The main priorities of the centre–left coalition in the years 1995-2001 – set out first by Minister of the Heritage Walter Veltroni and, since 1999, by Minister Giovanna Melandri – have been:
- the strengthening of cultural policy at the core of the government’s social and economic action, culminating in 1998 in the creation of a comprehensive Ministry for Heritage and Cultural Activities, also responsible for the performing arts;
- the increase in the amount of public cultural expenditure, to be achieved – given budget constraints – through alternative funding sources (an ad hoc lottery for culture, a more efficient use of European structural funds, etc.);
- the development of public-private partnerships in support of cultural activities through fiscal incentives as well as through désétasitation and streamlining measures; and
- an increased focus on issues like contemporary creativity and audience development.
During the following centre-right government (2001-2006), Minister Giuliano Urbani and Minister Rocco Buttiglione, besides endorsing the need for a comprehensive ministry for culture, also pursued cultural priorities more coherent with a neo-liberal ideological approach:
- the streamlining of the over abundant legislation regulating the different cultural domains by combining them in a few, more comprehensive and exhaustive sectorial laws (this has been the case for the very relevant Heritage Codex ( chapter 4.2.2) as well as for Leg. Decree 28/2004 on Cinema ( chapter 4.2.6), both adopted by Minister Urbani); and
- a much stronger emphasis on the role of the private sector in the cultural field, also by transferring to private organisations the management of public cultural institutions.

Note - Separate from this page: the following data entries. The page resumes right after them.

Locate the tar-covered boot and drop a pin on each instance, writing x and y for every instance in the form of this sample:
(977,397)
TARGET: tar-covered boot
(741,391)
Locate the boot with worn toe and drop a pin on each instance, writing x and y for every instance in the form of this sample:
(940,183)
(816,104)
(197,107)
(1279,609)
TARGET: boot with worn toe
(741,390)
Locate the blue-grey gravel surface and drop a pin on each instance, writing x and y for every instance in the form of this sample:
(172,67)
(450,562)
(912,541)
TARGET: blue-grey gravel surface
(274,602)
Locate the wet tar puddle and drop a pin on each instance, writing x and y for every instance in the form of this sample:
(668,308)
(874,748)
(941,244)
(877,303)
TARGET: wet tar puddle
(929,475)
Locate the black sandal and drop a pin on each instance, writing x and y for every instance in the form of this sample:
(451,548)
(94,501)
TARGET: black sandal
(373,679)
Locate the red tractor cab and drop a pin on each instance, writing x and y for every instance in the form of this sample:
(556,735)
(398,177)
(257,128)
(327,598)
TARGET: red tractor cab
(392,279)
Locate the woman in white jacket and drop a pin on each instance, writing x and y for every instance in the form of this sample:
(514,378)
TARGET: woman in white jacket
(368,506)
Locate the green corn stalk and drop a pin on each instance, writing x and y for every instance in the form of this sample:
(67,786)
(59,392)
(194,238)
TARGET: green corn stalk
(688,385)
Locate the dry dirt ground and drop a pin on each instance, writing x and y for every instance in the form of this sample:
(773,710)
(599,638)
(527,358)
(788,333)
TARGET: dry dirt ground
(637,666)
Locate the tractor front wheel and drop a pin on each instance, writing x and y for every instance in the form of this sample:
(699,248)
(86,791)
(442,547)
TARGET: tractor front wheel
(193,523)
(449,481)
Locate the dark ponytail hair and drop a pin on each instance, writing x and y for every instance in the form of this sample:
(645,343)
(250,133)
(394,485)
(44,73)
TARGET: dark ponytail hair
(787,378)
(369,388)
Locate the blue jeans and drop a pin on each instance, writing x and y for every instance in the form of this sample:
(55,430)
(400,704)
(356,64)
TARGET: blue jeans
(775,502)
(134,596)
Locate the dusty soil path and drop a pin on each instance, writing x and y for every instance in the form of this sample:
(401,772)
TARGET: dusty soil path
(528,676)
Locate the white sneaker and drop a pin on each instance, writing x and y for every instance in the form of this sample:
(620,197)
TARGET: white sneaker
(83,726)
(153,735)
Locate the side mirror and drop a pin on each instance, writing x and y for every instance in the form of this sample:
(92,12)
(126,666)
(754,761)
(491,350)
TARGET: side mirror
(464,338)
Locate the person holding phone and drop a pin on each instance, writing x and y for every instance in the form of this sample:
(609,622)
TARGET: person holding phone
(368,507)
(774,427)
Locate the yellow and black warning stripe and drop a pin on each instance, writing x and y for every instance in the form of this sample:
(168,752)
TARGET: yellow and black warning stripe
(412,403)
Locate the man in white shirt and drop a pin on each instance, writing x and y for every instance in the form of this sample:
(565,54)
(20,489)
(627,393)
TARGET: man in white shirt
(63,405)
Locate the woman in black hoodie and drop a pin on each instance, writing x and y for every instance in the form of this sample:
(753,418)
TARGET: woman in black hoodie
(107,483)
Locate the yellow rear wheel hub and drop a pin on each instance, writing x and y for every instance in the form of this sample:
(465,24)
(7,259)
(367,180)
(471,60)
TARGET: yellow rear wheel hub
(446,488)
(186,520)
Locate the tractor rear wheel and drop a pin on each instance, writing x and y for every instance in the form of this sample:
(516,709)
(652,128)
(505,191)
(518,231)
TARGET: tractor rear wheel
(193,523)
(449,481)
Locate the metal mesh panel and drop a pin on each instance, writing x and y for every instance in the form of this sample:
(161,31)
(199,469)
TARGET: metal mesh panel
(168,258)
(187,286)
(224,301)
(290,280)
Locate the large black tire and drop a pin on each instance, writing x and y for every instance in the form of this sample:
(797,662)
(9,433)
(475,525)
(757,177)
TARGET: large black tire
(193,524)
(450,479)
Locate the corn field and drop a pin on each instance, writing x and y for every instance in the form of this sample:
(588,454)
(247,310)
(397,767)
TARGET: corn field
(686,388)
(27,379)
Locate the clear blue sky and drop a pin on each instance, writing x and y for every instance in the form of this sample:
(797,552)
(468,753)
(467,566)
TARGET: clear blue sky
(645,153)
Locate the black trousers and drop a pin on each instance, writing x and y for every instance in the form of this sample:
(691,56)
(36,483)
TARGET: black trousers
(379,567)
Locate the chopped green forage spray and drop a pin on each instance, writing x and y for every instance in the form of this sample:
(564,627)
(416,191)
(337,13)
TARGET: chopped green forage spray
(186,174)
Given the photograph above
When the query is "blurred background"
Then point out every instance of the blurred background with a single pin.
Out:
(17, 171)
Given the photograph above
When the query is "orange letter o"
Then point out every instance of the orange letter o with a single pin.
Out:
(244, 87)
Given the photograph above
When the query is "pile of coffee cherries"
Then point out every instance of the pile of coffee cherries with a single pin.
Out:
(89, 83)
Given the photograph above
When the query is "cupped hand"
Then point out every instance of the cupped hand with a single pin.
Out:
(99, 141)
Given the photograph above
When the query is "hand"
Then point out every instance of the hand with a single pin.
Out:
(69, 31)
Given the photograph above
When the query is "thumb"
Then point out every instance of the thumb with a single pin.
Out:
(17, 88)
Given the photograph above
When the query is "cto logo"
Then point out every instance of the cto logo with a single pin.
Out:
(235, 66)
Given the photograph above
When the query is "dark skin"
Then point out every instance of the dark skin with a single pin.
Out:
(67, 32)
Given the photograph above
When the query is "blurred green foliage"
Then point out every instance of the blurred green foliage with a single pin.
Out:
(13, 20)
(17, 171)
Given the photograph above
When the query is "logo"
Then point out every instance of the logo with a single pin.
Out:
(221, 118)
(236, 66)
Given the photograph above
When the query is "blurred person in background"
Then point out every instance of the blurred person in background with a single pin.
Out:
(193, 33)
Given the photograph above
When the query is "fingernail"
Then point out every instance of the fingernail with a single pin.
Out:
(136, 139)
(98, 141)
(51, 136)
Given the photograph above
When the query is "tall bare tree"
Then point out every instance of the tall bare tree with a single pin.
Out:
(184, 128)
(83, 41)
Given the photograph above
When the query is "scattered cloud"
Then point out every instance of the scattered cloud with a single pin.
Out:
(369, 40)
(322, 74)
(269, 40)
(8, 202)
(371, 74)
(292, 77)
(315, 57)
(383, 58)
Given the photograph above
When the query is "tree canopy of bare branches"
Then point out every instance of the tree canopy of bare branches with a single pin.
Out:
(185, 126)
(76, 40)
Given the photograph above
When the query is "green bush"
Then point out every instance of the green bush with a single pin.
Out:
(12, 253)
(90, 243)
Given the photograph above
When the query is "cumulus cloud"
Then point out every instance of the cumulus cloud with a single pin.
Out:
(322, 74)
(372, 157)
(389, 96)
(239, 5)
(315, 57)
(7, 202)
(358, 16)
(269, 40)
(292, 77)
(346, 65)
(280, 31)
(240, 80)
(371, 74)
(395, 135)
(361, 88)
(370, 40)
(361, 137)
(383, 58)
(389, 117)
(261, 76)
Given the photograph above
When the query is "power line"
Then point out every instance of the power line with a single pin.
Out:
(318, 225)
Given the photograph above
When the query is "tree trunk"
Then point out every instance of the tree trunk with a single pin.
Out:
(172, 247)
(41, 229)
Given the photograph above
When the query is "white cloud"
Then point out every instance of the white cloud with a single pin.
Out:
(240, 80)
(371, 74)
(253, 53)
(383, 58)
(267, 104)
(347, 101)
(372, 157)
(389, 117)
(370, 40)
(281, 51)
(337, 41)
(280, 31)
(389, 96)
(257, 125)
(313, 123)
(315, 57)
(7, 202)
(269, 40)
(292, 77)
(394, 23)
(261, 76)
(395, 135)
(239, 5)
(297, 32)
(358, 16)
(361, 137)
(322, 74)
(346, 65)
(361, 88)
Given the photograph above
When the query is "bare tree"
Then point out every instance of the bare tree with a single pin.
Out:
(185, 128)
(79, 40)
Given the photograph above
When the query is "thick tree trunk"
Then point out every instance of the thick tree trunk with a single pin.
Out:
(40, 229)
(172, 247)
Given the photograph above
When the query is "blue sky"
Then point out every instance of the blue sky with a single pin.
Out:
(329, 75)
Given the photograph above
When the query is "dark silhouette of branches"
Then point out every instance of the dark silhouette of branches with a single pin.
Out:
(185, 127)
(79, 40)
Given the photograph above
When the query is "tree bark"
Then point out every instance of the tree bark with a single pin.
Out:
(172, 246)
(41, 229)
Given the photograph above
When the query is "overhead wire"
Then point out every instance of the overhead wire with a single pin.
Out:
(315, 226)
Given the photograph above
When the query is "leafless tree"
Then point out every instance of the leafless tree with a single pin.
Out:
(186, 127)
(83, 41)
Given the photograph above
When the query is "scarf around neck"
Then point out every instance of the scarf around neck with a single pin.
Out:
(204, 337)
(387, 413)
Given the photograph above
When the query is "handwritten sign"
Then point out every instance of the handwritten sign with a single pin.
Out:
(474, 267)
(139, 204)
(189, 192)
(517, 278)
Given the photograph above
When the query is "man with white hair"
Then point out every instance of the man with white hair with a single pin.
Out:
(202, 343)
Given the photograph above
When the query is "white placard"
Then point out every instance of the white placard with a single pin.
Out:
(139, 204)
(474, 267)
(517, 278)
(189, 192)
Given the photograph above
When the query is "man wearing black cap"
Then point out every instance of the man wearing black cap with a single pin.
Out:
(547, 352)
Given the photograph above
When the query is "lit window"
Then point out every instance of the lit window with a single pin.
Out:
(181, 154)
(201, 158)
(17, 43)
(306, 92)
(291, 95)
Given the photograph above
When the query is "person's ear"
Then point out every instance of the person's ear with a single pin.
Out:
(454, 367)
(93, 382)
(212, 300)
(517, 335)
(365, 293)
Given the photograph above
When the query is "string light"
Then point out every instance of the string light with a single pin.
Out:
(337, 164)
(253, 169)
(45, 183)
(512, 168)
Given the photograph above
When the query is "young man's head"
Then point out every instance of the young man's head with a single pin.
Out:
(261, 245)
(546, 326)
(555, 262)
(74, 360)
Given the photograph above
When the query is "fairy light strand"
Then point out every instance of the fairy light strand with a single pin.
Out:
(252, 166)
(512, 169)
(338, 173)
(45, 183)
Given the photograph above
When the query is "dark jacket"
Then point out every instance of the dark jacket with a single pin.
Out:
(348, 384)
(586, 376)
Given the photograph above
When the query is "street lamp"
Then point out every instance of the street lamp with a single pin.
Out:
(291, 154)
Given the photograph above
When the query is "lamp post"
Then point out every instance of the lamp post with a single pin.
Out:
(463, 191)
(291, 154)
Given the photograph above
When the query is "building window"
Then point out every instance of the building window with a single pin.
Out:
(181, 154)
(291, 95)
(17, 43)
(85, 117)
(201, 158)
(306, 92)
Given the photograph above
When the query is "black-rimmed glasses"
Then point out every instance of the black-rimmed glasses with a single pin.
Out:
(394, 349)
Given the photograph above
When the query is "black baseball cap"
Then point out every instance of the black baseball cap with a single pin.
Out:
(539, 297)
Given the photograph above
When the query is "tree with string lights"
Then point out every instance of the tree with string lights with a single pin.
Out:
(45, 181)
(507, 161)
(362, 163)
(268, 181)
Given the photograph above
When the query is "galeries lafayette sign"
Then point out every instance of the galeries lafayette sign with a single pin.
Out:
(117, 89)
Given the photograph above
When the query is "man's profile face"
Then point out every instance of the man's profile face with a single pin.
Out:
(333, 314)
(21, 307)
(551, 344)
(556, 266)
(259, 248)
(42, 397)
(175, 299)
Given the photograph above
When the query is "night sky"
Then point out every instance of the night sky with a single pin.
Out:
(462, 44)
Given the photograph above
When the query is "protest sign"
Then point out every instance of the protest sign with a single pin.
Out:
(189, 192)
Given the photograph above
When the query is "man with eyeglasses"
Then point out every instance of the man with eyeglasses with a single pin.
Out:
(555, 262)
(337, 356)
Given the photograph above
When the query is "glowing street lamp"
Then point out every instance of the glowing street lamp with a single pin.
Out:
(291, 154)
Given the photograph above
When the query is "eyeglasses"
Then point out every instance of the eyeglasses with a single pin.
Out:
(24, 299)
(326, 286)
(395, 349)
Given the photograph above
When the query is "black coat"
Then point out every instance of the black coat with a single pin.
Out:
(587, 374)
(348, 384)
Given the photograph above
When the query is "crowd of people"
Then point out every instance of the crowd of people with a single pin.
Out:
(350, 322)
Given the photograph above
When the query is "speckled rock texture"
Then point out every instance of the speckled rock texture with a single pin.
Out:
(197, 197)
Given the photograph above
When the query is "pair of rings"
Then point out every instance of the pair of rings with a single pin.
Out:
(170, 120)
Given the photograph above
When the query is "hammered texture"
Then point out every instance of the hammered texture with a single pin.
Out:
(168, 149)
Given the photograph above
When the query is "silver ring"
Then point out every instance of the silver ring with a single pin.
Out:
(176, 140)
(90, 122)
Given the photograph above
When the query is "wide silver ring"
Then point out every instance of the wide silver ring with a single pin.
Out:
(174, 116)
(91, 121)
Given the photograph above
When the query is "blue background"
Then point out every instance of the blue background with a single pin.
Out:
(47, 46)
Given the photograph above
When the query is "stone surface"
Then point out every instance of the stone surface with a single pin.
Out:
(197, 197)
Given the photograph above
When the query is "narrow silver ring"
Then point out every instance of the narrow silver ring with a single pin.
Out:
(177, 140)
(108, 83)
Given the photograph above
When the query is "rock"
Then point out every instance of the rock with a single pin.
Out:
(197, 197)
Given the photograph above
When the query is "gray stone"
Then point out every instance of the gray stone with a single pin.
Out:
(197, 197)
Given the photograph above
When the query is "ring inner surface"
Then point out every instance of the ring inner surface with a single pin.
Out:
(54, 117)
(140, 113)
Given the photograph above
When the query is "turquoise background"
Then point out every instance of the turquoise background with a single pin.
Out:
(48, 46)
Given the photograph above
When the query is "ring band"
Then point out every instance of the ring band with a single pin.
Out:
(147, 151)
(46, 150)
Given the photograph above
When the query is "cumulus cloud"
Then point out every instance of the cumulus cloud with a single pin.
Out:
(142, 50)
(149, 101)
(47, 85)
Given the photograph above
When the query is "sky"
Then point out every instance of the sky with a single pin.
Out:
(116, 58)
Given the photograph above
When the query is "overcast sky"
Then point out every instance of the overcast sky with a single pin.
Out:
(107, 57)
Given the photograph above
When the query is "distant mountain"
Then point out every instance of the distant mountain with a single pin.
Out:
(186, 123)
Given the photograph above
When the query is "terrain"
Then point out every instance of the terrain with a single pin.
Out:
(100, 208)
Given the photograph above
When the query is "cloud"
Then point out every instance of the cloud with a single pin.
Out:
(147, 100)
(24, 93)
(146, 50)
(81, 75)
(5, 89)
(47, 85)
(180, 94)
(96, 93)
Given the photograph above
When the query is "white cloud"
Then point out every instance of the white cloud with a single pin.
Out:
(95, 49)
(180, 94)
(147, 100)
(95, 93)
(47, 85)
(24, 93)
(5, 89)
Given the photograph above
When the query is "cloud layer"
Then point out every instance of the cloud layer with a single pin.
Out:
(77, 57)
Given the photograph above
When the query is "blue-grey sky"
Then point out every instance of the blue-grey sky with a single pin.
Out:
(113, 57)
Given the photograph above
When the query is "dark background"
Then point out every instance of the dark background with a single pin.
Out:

The priorities of Minister Francesco Rutelli during the subsequent short-lived centre-left government (2006-2008) were:
- a general rethinking of the existing relationship between economics, culture, art, territory and tourism, in order to better finalise public funding to the cultural field; and
- the implementation of fiscal strategies aimed at raising additional resources for culture both from local governments and from the private sector.
For Sandro Bondi, Minister of the centre-right government re-elected in 2008, the key priorities for cultural policies have been:
- to safeguard and enhance the Italian heritage and landscape by implementing the recently modified Heritage Codex (see chapter 4.2.2);
- to give a strong boost to contemporary arts; and
- again, to foster public-private partnerships in all cultural domains.
Since 2011, the following Minister Giancarlo Galan called for bipartisan cooperation to boost Italian Culture. Among his priorities were:
- the need for more investment in the cultural field, along with more effectiveness in cultural spending in times of financial constraint;
- a renewed emphasis on heritage as the main axis of Italian cultural policy; and acceleration in the reform processes of the performing arts.
The priorities singled out by Lorenzo Ornaghi, minister of Monti’s so-called “technical government” (substituting the Berlusconi government in November 2011) can be summed up as follows:
- the implementation of the “Great Pompei Project” (see chapter 3.1);
- the search for additional funding sources, including by an increased use of funds earmarked for economic development and territorial cohesion.
The programme outlined in May 2013 by Massimo Bray – Minister of Heritage of the new coalition government led by Enrico Letta – at a joint session of the Chamber of Deputies and the Senate’s Cultural commissions – focused on the following issues:
- a new emphasis on “culture as a common good” and on the “cultural rights” of all citizens – including those with an immigrant background – ranging from cultural access to cultural creation / production;
- · heritage and landscape protection, to be pursued also through regulations for the containment of land-take and through territorial planning along with the Regions, and through the prevention of seismic risk.
In April 2014, the following guidelines for action were extensively outlined at the Chamber of Deputies by the new Minister Dario Franceschini:
- to increase Italy’s competitiveness in post-industrial societies by emphasising – through what he considers “the country’s most relevant economic ministry” – the potential of its historical heritage, its beauty, its artistic talents;
- to achieve a modernisation and reorganisation of MiBACT, also aimed at combining and integrating the competencies on heritage and cultural activities with the new competencies on tourism;
- to enhance contemporary art and architecture, also as a means for rejuvenating urban suburbs;
- to open more space for educational policies, through better coordination with the school and university systems;
- and, once again, to give a strong boost to new forms of public / private partnership, with a particular focus on individual and corporate donations.